Interactive SAS tutorials supporting the OpenIntro Introduction to Modern Statistics textbook.
Before we get into the mathematical specification for a regression model, let’s build some intuition about what a regression line is.
We are going to use the POSSUM dataset for this exploration. Let’s get things set up so you can follow along.
* Initialize this SAS session;
%include "~/my_shared_file_links/hammi002/sasprog/run_first.sas";
* Makes and checks a working copy of POSSUM data;
%use_data(possum);
%glimpse(possum);
Let’s first look at a scatterplot of the total length of a possum (total_l
), and the corresponding length of its tail (tail_l
):
* Scatterplot of TOTAL_L v. TAIL_L;
proc sgplot data=possum;
scatter x=tail_l y=total_l;
run;
Clearly there is not a perfect relationship here: the total length of the possum varies even for possums with the same tail length. But we still have some intuitive desire to describe the relationship with a line.

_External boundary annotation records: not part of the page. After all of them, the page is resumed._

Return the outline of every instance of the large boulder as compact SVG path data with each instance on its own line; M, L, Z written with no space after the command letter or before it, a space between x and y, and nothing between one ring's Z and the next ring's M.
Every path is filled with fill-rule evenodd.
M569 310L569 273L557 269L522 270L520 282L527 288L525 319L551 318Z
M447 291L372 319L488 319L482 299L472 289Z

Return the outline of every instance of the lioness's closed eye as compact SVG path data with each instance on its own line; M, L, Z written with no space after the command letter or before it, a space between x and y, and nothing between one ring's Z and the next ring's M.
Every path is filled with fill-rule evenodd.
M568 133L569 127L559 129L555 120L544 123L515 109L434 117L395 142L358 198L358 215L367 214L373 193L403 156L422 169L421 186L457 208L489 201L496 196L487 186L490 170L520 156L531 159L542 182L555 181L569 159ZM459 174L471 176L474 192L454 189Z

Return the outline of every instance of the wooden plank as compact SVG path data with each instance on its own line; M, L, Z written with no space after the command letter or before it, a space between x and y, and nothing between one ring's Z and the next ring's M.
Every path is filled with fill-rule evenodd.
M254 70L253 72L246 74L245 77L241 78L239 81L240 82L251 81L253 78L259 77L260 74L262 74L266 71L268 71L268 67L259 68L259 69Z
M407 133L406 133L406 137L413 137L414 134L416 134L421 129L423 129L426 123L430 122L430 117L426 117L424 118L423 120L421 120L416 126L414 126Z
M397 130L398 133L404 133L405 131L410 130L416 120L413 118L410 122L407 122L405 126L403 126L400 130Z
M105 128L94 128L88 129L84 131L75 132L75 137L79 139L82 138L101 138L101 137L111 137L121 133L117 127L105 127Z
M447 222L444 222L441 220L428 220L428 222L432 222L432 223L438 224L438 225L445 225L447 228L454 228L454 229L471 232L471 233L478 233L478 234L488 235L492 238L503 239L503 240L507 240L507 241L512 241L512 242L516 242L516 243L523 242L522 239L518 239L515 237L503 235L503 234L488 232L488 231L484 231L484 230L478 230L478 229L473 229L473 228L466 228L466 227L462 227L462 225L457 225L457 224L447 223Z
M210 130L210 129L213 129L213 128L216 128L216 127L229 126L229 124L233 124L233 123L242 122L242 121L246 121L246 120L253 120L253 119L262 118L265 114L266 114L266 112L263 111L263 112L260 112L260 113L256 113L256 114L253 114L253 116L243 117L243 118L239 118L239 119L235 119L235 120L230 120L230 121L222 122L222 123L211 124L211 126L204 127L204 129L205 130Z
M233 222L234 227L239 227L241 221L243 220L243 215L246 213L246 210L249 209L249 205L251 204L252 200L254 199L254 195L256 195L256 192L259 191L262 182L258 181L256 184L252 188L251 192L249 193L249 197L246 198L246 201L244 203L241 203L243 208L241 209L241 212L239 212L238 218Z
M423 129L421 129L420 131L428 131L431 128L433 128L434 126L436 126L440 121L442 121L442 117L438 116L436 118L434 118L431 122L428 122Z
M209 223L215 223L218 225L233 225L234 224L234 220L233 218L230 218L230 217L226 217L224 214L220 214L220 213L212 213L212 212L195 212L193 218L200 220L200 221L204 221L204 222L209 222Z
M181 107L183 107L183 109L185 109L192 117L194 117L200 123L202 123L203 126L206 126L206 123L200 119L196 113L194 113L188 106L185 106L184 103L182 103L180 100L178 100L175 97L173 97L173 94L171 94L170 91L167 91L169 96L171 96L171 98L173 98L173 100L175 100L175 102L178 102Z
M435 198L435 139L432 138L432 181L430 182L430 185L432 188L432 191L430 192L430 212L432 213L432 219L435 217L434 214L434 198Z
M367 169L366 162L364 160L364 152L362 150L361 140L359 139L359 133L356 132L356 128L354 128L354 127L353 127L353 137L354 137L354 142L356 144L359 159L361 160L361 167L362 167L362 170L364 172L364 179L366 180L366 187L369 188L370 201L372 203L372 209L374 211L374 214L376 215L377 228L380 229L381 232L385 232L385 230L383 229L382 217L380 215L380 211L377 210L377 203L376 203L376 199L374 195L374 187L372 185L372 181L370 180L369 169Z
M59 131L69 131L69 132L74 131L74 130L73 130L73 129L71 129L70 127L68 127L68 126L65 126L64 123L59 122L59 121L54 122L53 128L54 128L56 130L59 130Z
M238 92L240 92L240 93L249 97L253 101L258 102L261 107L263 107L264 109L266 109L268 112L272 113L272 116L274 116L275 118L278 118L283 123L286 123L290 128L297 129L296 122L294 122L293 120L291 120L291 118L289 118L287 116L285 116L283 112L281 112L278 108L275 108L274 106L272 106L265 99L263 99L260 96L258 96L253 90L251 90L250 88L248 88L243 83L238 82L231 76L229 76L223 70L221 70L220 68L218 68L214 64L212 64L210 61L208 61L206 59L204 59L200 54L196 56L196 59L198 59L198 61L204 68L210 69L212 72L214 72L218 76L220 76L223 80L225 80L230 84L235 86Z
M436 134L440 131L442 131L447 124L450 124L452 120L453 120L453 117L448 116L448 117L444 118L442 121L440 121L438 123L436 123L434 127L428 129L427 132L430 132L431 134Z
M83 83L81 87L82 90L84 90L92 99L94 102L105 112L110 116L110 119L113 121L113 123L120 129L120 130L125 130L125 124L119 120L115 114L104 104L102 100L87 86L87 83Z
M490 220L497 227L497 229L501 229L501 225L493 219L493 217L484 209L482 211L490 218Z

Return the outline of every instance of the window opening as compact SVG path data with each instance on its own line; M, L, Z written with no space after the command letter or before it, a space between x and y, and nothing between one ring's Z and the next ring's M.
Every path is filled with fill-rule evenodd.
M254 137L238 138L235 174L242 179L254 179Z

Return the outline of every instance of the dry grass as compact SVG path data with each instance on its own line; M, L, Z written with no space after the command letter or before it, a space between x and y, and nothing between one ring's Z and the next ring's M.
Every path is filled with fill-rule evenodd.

So let’s just draw our own line. The code for each scatterplot is below, if you want to follow along.
In the plot below, we’ve superimposed a line that goes through the origin - that is, the point where both \(x\) and \(y\) are equal to zero. The line has a slope of 2.5 centimeters (of total length) per centimeter (of tail length). We notice that, in some sense, the line does go “through” the points, but doesn’t capture the general trend as best we could imagine.
* Scatterplot of TOTAL_L v. TAIL_L -- Add line y = 2.5x;
proc sgplot data=possum;
scatter x=tail_l y=total_l;
lineparm x=0 y=0 slope=2.5 / legendlabel="y = 2.5x";
run;
This line also goes through the origin, but has a gentler slope of 2.3 cm (of total length) per cm (of tail length). It seems like a “better” fit, since it cuts through the points in a more central way.

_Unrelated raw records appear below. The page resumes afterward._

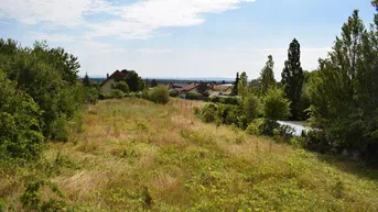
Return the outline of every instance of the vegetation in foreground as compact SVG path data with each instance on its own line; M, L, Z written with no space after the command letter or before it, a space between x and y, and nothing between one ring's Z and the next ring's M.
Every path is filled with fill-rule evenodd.
M378 210L377 171L202 123L184 110L194 104L88 105L68 143L1 164L0 211Z

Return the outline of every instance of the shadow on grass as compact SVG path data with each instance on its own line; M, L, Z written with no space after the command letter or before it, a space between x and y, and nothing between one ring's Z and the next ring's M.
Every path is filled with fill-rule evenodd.
M326 154L317 154L317 158L344 172L378 182L378 169L367 167L363 160L357 161L342 155Z

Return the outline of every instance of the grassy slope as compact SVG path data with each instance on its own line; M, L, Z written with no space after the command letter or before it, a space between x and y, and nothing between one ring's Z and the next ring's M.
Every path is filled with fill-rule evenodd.
M73 142L0 171L0 199L20 211L34 176L86 211L378 211L376 171L204 124L184 109L132 99L90 105Z

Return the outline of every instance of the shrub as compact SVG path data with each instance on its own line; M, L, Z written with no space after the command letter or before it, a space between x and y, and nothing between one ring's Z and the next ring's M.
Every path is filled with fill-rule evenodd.
M6 212L6 203L0 199L0 212Z
M238 105L240 103L240 98L237 98L237 97L220 98L220 102L224 104Z
M309 150L325 154L336 146L324 131L313 130L302 132L302 137L304 138L303 145Z
M249 94L244 102L244 111L248 121L259 115L260 100L253 94Z
M108 98L123 98L126 93L118 89L111 89L110 94L108 94Z
M199 97L201 97L201 94L198 92L188 91L185 96L185 99L197 100L197 99L199 99Z
M130 89L129 89L129 86L126 83L126 81L117 81L116 82L116 86L115 86L115 89L118 89L125 93L129 93L130 92Z
M289 125L280 125L278 127L278 131L280 133L280 136L284 142L290 142L291 138L294 137L295 130L292 126Z
M215 113L218 107L215 103L208 103L201 110L201 120L209 123L215 121Z
M0 159L39 157L44 143L40 127L42 111L1 70L0 87Z
M166 104L170 101L170 91L165 86L158 86L150 92L150 100L154 103Z
M260 127L257 123L252 122L250 124L248 124L247 129L246 129L246 133L250 134L250 135L261 135L261 131Z
M98 98L100 96L100 91L95 87L85 87L84 88L84 96L86 103L97 103Z
M263 98L263 115L270 120L285 120L290 115L290 101L281 89L270 89Z
M179 96L179 91L175 89L171 89L170 90L170 97L177 97Z
M69 129L67 125L67 118L62 114L53 122L51 138L55 142L68 142Z
M209 101L213 103L224 103L238 105L240 103L240 98L237 97L212 97Z

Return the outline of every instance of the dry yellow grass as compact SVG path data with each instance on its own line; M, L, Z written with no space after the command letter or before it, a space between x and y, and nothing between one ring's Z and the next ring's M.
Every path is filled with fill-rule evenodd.
M50 144L33 166L0 171L0 200L22 211L23 185L43 178L74 211L378 211L376 171L202 123L193 115L202 104L88 105L69 143Z

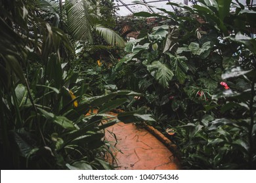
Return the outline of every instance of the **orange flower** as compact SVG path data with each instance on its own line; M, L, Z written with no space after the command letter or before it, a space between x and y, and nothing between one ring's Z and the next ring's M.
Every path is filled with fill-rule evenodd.
M98 63L98 67L100 67L102 65L102 63L100 62L100 60L99 60L99 59L97 60L97 63Z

* Scatterplot of TOTAL_L v. TAIL_L -- Add line y = 2.3x;
proc sgplot data=possum;
scatter x=tail_l y=total_l;
lineparm x=0 y=0 slope=2.3 / legendlabel="y = 2.3x";
run;
But why should we force the line to go through the origin? Here is a line that has a \(y\)-intercept of 40 cm, and an even gentler slope of 1.3 . It seems like an even better fit still.
* Scatterplot of TOTAL_L v. TAIL_L -- Add line y = 1.3x + 40;
proc sgplot data=possum;
scatter x=tail_l y=total_l;
lineparm x=0 y=40 slope=1.3 / legendlabel="y = 1.3x + 40";
run;
Do you think you could find an even better fit? In order to do so, you need some criteria for judging which line fits better. In particular, you need a numerical measurement of how good the fit of each possible line is.

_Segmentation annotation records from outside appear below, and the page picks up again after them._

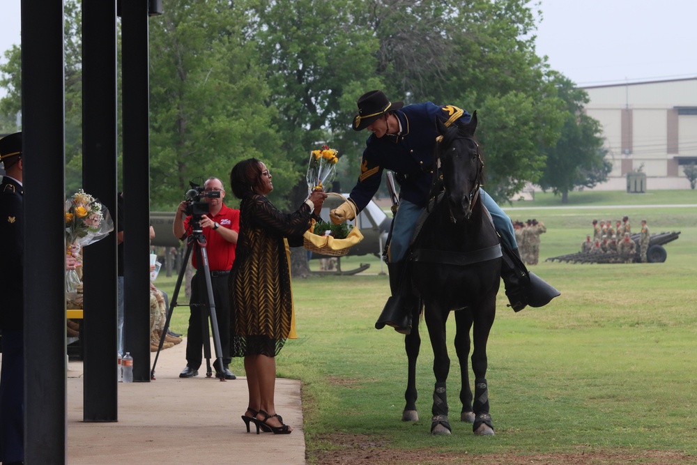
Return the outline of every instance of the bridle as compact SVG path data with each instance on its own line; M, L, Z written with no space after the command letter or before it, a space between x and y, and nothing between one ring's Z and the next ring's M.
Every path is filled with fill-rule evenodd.
M442 155L444 153L443 148L441 146L441 144L443 143L443 138L442 137L439 137L437 139L437 142L436 144L436 161L435 161L436 168L436 172L438 172L439 169L443 166ZM475 171L474 185L472 187L472 189L467 195L468 207L467 207L467 211L465 212L465 218L466 220L469 220L470 217L472 215L472 209L474 208L475 204L479 199L480 188L482 187L482 173L484 169L484 160L482 160L482 153L480 151L479 144L477 143L477 141L475 141L473 137L470 136L454 137L450 141L451 142L451 146L452 145L452 143L454 143L456 140L458 139L464 139L466 141L470 141L475 144L475 147L477 147L477 159L478 162L477 163L477 169ZM468 153L468 155L469 153ZM438 176L443 177L443 175L441 174ZM445 183L443 183L443 192L447 195L447 188L445 186ZM448 208L448 211L450 214L450 221L452 221L453 223L457 222L457 218L452 214L452 209L450 202L448 202L447 208Z

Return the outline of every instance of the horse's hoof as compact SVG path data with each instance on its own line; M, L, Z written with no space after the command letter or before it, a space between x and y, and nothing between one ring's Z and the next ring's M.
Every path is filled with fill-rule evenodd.
M444 427L443 425L436 425L431 430L431 434L434 436L450 436L450 430Z
M493 436L493 429L486 423L480 425L480 427L475 429L475 434L477 436Z
M474 423L475 422L475 413L474 412L462 412L460 413L460 421L464 421L466 423Z
M431 434L436 436L450 436L450 424L447 415L434 415L431 418Z

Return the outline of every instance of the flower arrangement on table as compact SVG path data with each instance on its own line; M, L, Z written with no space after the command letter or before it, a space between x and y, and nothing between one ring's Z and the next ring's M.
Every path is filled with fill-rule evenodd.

The simple linear regression model for a numeric response as a function of a numeric explanatory variable can be visualized on the corresponding scatterplot by a straight line.
In regression, we use the least squares criterion to determine the best fit line. Statisticians have proven that (apart from pathological examples) if we seek the line that tries to minimize the sum of the squared distances between the line and a set of data points, a unique line exists. That line is called the “least squares regression line.”
This is what things look like if we add the least squares regression line to our scatterplot.
* Scatterplot of TOTAL_L v. TAIL_L with actual regression line;
proc sgplot data=possum;
reg x=tail_l y=total_l;
run;
The least squares criterion implies that the slope of the regression line is unique. In practice, the slope and intercept of the line of best fit will be computed by SAS. But it’s interesting to try and find the optimal values for a regression equation yourself, to get an intuitive sense of the process of minimizing the squared residuals.
Go spend a few minutes here, https://phet.colorado.edu/sims/html/least-squares-regression/latest/least-squares-regression_en.html.
To manually fit a line to some points, do the following:
Models are ubiquitous in statistics. In many cases, we assume that the value of our response variable is some function of our explanatory variable, plus some random noise. The latter term is important, and in a philosophical sense, is the focus of statistical thinking.
What we are saying here is that there is some mathematical function \(f\), which can translate values of one variable into values of another, except that there is some randomness in the process.
Response = f(explanatory) + noise
What often distinguishes statisticians from other quantitative researchers is the way that we try to model that random noise.
For a linear regression model, we simply assume that \(f\) takes the form of a linear function. Thus, our model describes the value of the response variable in terms of what creates a line (an intercept and a slope).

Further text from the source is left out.